Kenyan entrepreneur and advocate for alternative agriculture

Rosemary Odinga (born August 13, 1977) is a Kenyan entrepreneur. She is known for being a snail farmer.

== Personal life and education ==
Odinga was born August 13, 1977, and is the second child of Ida and the late Raila Odinga, a Kenyan politician. She earned a BA in sociology from Howard University and an MBA in marketing from the University of Dallas.

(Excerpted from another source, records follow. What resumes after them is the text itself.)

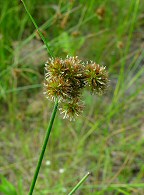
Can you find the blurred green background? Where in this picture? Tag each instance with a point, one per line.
(108, 138)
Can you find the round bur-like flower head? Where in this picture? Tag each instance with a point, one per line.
(56, 88)
(66, 78)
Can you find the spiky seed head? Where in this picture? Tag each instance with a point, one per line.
(66, 78)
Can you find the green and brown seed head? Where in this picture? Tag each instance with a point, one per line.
(66, 78)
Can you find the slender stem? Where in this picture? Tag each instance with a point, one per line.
(79, 183)
(43, 148)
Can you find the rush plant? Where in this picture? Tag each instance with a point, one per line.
(65, 80)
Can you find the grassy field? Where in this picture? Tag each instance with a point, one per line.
(108, 138)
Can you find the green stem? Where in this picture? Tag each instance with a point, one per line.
(43, 148)
(79, 183)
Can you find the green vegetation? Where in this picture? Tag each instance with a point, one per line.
(107, 139)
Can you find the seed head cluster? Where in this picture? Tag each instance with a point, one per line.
(66, 78)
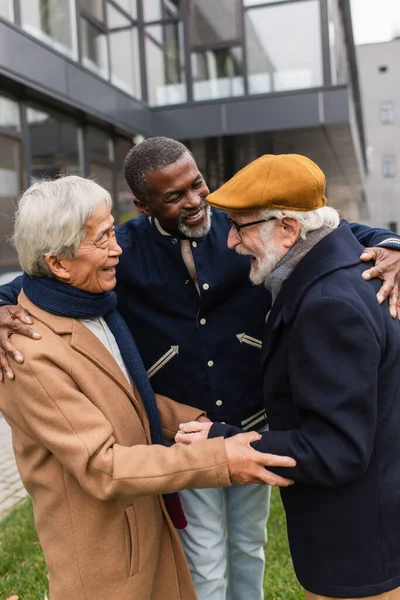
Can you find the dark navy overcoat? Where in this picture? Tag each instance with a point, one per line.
(331, 384)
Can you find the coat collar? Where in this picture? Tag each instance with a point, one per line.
(83, 341)
(338, 250)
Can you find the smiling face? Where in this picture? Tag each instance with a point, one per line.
(263, 242)
(177, 198)
(93, 268)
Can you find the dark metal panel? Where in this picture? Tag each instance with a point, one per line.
(30, 61)
(336, 106)
(272, 114)
(251, 115)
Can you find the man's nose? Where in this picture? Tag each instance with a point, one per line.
(233, 238)
(115, 249)
(192, 199)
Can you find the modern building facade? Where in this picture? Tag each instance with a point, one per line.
(379, 80)
(81, 80)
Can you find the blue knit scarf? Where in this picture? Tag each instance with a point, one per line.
(62, 299)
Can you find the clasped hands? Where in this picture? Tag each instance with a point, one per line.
(245, 464)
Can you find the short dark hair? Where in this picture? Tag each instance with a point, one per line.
(152, 154)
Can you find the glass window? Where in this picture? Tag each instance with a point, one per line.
(389, 165)
(11, 170)
(9, 115)
(10, 188)
(165, 64)
(214, 22)
(126, 208)
(7, 9)
(52, 21)
(94, 48)
(217, 73)
(55, 145)
(124, 52)
(387, 112)
(129, 6)
(95, 8)
(256, 2)
(156, 10)
(284, 47)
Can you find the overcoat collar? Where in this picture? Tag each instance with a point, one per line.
(338, 250)
(83, 341)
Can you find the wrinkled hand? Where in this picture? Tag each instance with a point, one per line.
(387, 268)
(12, 319)
(195, 431)
(246, 465)
(203, 419)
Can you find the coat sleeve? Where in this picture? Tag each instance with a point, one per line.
(80, 436)
(173, 413)
(9, 292)
(333, 362)
(369, 237)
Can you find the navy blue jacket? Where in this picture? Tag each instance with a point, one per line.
(331, 384)
(159, 301)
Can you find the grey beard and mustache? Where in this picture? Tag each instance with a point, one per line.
(266, 263)
(195, 232)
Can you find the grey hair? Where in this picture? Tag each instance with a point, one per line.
(309, 220)
(51, 219)
(152, 154)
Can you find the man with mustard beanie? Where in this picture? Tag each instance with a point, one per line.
(331, 381)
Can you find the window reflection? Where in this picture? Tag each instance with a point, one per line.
(7, 9)
(214, 22)
(165, 71)
(129, 6)
(54, 143)
(217, 73)
(52, 21)
(126, 208)
(94, 8)
(156, 10)
(94, 48)
(124, 52)
(11, 170)
(9, 115)
(284, 47)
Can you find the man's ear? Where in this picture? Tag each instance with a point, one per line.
(290, 231)
(142, 206)
(59, 267)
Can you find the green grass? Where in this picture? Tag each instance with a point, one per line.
(23, 571)
(22, 568)
(280, 582)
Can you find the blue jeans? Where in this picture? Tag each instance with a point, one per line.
(224, 540)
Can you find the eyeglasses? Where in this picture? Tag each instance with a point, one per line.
(243, 225)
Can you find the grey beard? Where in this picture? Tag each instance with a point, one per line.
(198, 231)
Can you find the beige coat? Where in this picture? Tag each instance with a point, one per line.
(81, 440)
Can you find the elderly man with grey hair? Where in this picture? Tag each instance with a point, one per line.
(88, 431)
(331, 380)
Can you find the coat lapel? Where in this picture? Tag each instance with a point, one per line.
(86, 343)
(338, 250)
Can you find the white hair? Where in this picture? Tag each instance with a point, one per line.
(51, 219)
(308, 220)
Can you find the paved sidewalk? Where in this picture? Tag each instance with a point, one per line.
(11, 489)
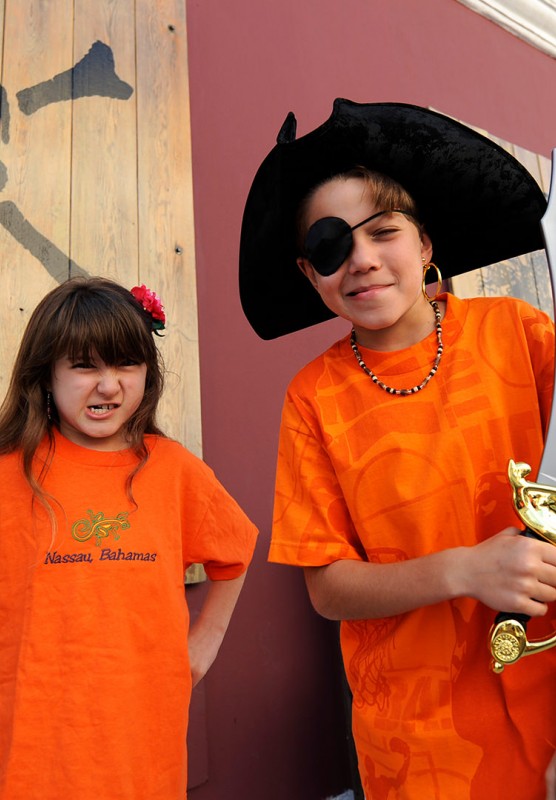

In 2017 Odinga lost her sight due to a tumor and an aneurysm. She regained her sight in 2019, after treatment at an "Ayurvedic eye hospital-cum-research centre" in Ernakulam, India. She has two daughters.

==Career==
===Snail farming===
Odinga visited former Nigerian president and snail farmer Olusegun Obasanjo, who challenged her to think about farming snails herself. She returned to Kenya and, after researching the University of Nairobi she was given 13 giant African land snails in 2007 from which she started to breed. She built a greenhouse on her farm in Kiserian. By 2015 she had 3,000 snails which she sells through her business, Shelltops Ltd. She specialises in Achatina fulica from East Africa. Of her farming, Odinga was quoted as saying "I believe engaging in farming is a sign of patriotism because one is contributing towards food security."

===Politics===
Odinga joined her father’s presidential campaign team in 2007 and in 2013, when she was a member of lobby group 'Nairobi for Raila'. In 2017, she intended to contest the Kibera constituency parliamentary seat but was forced to step down due to her illness.